Students frequently park in the neighborhood surrounding the college’s Annandale campus to escape school parking fees, but residents take issue with the cars clogging their streets.

In an attempt to alleviate the years-long dispute, NOVA officials have introduced changes to the parking system for the upcoming school year.

The college reduced the cost of parking permits by $15. Students now pay $90, or $80 if they purchase the permit online, down from $105 or $90. Daily parking at campus parking decks is down from $12 to $10.

In a more radical change, NOVA students will be able to park for free on campus after 4 p.m. on weekdays and all day on weekends.

Because the college depends on parking fees to generate revenue, NOVA also introduced a fee of $0.50 per credit hour to offset money lost by the other new policies.

The changes come as a result of a task force formed by NOVA President Robert Templin last September to improve the school’s parking policies.

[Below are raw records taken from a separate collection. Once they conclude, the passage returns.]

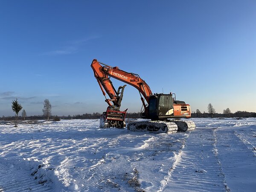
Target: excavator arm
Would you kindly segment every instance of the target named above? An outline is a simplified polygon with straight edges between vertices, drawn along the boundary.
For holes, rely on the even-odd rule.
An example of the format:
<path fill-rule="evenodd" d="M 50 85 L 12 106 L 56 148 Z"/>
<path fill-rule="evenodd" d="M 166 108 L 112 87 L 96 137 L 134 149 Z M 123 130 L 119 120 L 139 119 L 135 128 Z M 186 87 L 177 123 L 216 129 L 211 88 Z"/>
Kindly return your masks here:
<path fill-rule="evenodd" d="M 143 107 L 144 108 L 146 108 L 149 103 L 149 96 L 152 95 L 152 93 L 149 86 L 138 75 L 121 70 L 117 67 L 111 67 L 100 62 L 96 59 L 93 59 L 91 67 L 93 70 L 94 76 L 97 79 L 103 95 L 105 96 L 104 89 L 111 98 L 110 99 L 106 99 L 105 100 L 109 105 L 111 106 L 111 101 L 113 102 L 114 105 L 116 105 L 117 102 L 120 104 L 122 101 L 122 98 L 119 98 L 117 95 L 118 91 L 117 92 L 116 91 L 110 79 L 110 78 L 111 77 L 137 89 L 140 93 Z M 124 88 L 124 86 L 119 87 L 119 88 L 122 89 L 122 96 Z M 145 102 L 145 100 L 147 103 Z"/>

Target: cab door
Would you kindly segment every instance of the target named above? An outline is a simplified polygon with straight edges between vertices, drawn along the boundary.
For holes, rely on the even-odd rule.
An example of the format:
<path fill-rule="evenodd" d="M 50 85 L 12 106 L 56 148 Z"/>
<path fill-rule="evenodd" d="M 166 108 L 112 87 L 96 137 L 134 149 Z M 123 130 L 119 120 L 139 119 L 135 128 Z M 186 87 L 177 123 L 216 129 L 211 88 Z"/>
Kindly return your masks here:
<path fill-rule="evenodd" d="M 170 95 L 162 95 L 158 102 L 158 116 L 170 116 L 173 114 L 173 101 Z"/>

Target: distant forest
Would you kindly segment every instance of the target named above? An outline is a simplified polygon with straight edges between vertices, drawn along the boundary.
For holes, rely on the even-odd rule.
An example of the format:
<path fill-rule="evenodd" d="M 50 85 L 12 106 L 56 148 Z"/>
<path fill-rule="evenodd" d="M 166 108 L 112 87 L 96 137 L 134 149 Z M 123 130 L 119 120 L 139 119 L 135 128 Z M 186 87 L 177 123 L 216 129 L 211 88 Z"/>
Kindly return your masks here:
<path fill-rule="evenodd" d="M 68 115 L 68 116 L 59 116 L 61 119 L 99 119 L 101 113 L 84 113 L 81 115 L 75 115 L 73 116 Z M 49 119 L 54 119 L 56 116 L 51 116 Z M 19 116 L 19 120 L 23 119 L 22 116 Z M 211 114 L 208 113 L 196 113 L 194 111 L 191 113 L 192 118 L 206 118 L 211 117 Z M 230 113 L 228 114 L 218 113 L 215 113 L 213 114 L 213 117 L 222 118 L 222 117 L 256 117 L 256 113 L 248 112 L 247 111 L 238 111 L 235 113 Z M 126 118 L 138 119 L 140 118 L 140 113 L 126 113 Z M 15 116 L 9 116 L 5 117 L 3 116 L 1 118 L 1 120 L 5 120 L 7 121 L 11 121 L 14 120 Z M 44 120 L 47 119 L 47 117 L 42 115 L 34 115 L 28 116 L 26 117 L 26 120 Z"/>

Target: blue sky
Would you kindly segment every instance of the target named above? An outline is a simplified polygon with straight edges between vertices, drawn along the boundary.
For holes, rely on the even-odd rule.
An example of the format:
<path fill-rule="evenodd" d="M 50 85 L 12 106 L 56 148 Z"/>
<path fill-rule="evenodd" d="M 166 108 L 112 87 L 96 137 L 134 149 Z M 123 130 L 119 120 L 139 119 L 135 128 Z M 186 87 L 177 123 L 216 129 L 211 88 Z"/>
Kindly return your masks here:
<path fill-rule="evenodd" d="M 256 1 L 0 1 L 0 116 L 105 111 L 96 58 L 207 111 L 255 112 Z M 116 87 L 123 83 L 112 81 Z M 121 109 L 140 110 L 128 86 Z"/>

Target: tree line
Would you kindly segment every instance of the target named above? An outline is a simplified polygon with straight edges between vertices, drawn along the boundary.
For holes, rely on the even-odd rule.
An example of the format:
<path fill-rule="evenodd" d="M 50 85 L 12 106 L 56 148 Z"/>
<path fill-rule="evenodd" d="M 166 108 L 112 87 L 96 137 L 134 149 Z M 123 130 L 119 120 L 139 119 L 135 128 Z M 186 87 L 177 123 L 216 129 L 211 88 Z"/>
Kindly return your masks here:
<path fill-rule="evenodd" d="M 208 113 L 204 111 L 201 113 L 199 109 L 191 113 L 191 117 L 256 117 L 256 113 L 249 112 L 246 111 L 238 111 L 235 113 L 231 113 L 229 108 L 223 110 L 222 113 L 215 112 L 215 109 L 211 103 L 209 103 L 207 106 Z"/>

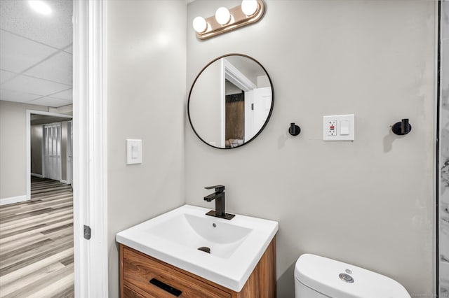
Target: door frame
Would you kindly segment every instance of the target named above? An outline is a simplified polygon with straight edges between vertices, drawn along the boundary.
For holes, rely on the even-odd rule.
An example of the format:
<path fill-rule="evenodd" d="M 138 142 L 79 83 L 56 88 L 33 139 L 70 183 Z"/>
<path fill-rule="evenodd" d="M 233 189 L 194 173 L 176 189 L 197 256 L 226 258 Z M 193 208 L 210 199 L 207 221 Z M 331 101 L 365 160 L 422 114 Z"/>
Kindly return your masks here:
<path fill-rule="evenodd" d="M 26 135 L 27 135 L 27 141 L 26 141 L 26 150 L 27 150 L 27 200 L 31 200 L 31 114 L 36 114 L 36 115 L 43 115 L 46 116 L 57 116 L 62 118 L 70 118 L 72 119 L 73 117 L 64 115 L 64 114 L 58 114 L 57 113 L 51 113 L 51 112 L 43 112 L 42 111 L 35 111 L 35 110 L 27 110 L 26 111 Z M 42 152 L 43 154 L 43 152 Z M 43 167 L 43 164 L 42 165 Z"/>
<path fill-rule="evenodd" d="M 73 2 L 75 297 L 107 298 L 106 1 Z M 89 240 L 84 225 L 91 229 Z"/>

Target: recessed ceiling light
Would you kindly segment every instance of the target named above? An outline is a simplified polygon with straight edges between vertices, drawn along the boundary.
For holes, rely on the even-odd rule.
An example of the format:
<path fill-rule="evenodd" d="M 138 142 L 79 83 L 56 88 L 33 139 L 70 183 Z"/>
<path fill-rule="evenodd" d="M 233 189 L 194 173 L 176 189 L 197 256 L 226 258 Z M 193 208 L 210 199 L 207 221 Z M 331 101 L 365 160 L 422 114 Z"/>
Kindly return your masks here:
<path fill-rule="evenodd" d="M 46 3 L 40 0 L 29 0 L 28 3 L 32 8 L 36 12 L 43 15 L 49 15 L 51 13 L 51 8 Z"/>

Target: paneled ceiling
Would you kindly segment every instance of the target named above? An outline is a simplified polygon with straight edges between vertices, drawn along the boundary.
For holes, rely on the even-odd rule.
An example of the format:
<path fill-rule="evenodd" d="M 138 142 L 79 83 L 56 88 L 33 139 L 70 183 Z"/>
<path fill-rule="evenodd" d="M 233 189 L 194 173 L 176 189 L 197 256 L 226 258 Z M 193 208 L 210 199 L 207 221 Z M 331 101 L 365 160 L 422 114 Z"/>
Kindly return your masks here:
<path fill-rule="evenodd" d="M 0 100 L 60 107 L 72 102 L 72 0 L 0 0 Z"/>

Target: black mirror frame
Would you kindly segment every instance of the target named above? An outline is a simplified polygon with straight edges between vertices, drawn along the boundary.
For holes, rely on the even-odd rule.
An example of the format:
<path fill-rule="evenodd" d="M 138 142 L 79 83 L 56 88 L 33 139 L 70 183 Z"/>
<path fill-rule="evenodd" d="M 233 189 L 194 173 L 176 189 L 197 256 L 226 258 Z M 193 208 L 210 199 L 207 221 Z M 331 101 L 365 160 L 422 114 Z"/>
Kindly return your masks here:
<path fill-rule="evenodd" d="M 259 66 L 260 67 L 262 67 L 262 69 L 264 70 L 264 71 L 267 74 L 267 76 L 268 77 L 268 80 L 269 81 L 270 87 L 272 88 L 272 106 L 270 106 L 269 113 L 268 113 L 268 116 L 267 116 L 267 119 L 265 120 L 265 122 L 264 122 L 264 125 L 262 126 L 262 127 L 260 127 L 260 129 L 259 129 L 259 132 L 257 132 L 257 133 L 255 134 L 250 140 L 248 140 L 248 141 L 245 141 L 243 144 L 241 144 L 241 145 L 240 145 L 239 146 L 236 146 L 236 147 L 221 148 L 221 147 L 216 147 L 216 146 L 212 146 L 210 143 L 208 143 L 208 142 L 206 142 L 206 141 L 204 141 L 199 136 L 199 134 L 198 134 L 198 132 L 196 132 L 196 131 L 195 130 L 195 127 L 194 127 L 194 125 L 192 123 L 192 119 L 190 118 L 190 95 L 192 94 L 192 91 L 194 89 L 194 86 L 195 85 L 195 83 L 196 83 L 196 80 L 198 80 L 198 78 L 200 77 L 201 73 L 203 73 L 203 71 L 204 71 L 206 70 L 206 69 L 207 69 L 209 65 L 212 64 L 215 61 L 220 60 L 222 58 L 224 58 L 224 57 L 229 57 L 229 56 L 241 56 L 241 57 L 244 57 L 250 59 L 251 60 L 254 61 L 257 64 L 259 64 Z M 227 150 L 227 149 L 236 149 L 236 148 L 239 148 L 241 147 L 243 147 L 243 146 L 244 146 L 245 145 L 246 145 L 246 144 L 248 144 L 249 143 L 251 143 L 251 141 L 253 141 L 253 140 L 254 140 L 255 138 L 257 138 L 259 136 L 259 134 L 260 134 L 260 133 L 265 129 L 265 127 L 268 124 L 268 121 L 269 120 L 269 118 L 272 116 L 272 113 L 273 113 L 274 107 L 274 89 L 273 88 L 273 82 L 272 82 L 272 78 L 270 78 L 269 75 L 268 74 L 268 72 L 267 71 L 267 69 L 265 69 L 265 68 L 257 60 L 256 60 L 255 59 L 253 58 L 252 57 L 250 57 L 250 56 L 248 56 L 247 55 L 244 55 L 244 54 L 232 53 L 232 54 L 224 55 L 222 56 L 220 56 L 219 57 L 214 59 L 213 60 L 212 60 L 211 62 L 208 63 L 204 67 L 203 67 L 203 69 L 199 72 L 199 73 L 198 73 L 198 75 L 195 78 L 195 80 L 194 80 L 194 83 L 192 84 L 192 87 L 190 87 L 190 91 L 189 92 L 189 98 L 188 98 L 188 100 L 187 100 L 187 117 L 189 118 L 189 122 L 190 123 L 190 127 L 193 129 L 193 131 L 195 133 L 195 134 L 196 135 L 196 136 L 198 136 L 198 138 L 200 140 L 201 140 L 203 141 L 203 143 L 206 143 L 206 145 L 208 145 L 210 147 L 212 147 L 212 148 L 216 148 L 216 149 L 226 149 L 226 150 Z"/>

“We started looking for ways to make on-campus parking better for our students and more effective,” said Tony Bansal, NOVA’s chief administrative officer and leader of the task force.

The recommendations of the task force were approved by the State Board for Community Colleges in May.

Still, local government officials are not sold on the changes.

Fairfax County Supervisor John Cook (R-Braddock) said the changes “can’t hurt,” but doubted whether the “relatively small fee reduction” for parking permits would have a significant impact.

Cook said he still encourages residents of streets leading to the Annandale campus to consider joining the county’s permit parking zone around the college.

Roads within 2,000 feet walking distance of a pedestrian entrance to the college or 1,000 feet from the property boundaries are eligible to join a restricted, residents-only parking district.

While Cook said he hopes NOVA’s new parking policies will stem the flood of cars on neighborhood streets, he wants residents to know additional assistance is available.

“We’re hoping these changes are a step in the right direction,” Cook said. “But we’ve been working on this for a while, and it’s not something that’s going to be solved overnight.”

Del. Vivian Watts (D-Dist. 39), who lives in the neighborhood around the Annandale campus, said she has been working with NOVA to resolve the parking problems since 2009 and expects that her uphill battle will continue.

“I doubt that I’m going to see a huge change,” Watts said. “I hope I do. My hope is to solve the problem. But I don’t think what they’re doing now is going to solve it.”

The college plans to commission a transportation study this year to study how traffic circulates around its Annandale campus, Bansal said. The study also will investigate other possible policy changes and alternative fee systems, Bansal said.

“The way I look at this is as a work in progress,” Bansal said. “We need to constantly refine this and fine-tune it. There’s no silver bullet to this.”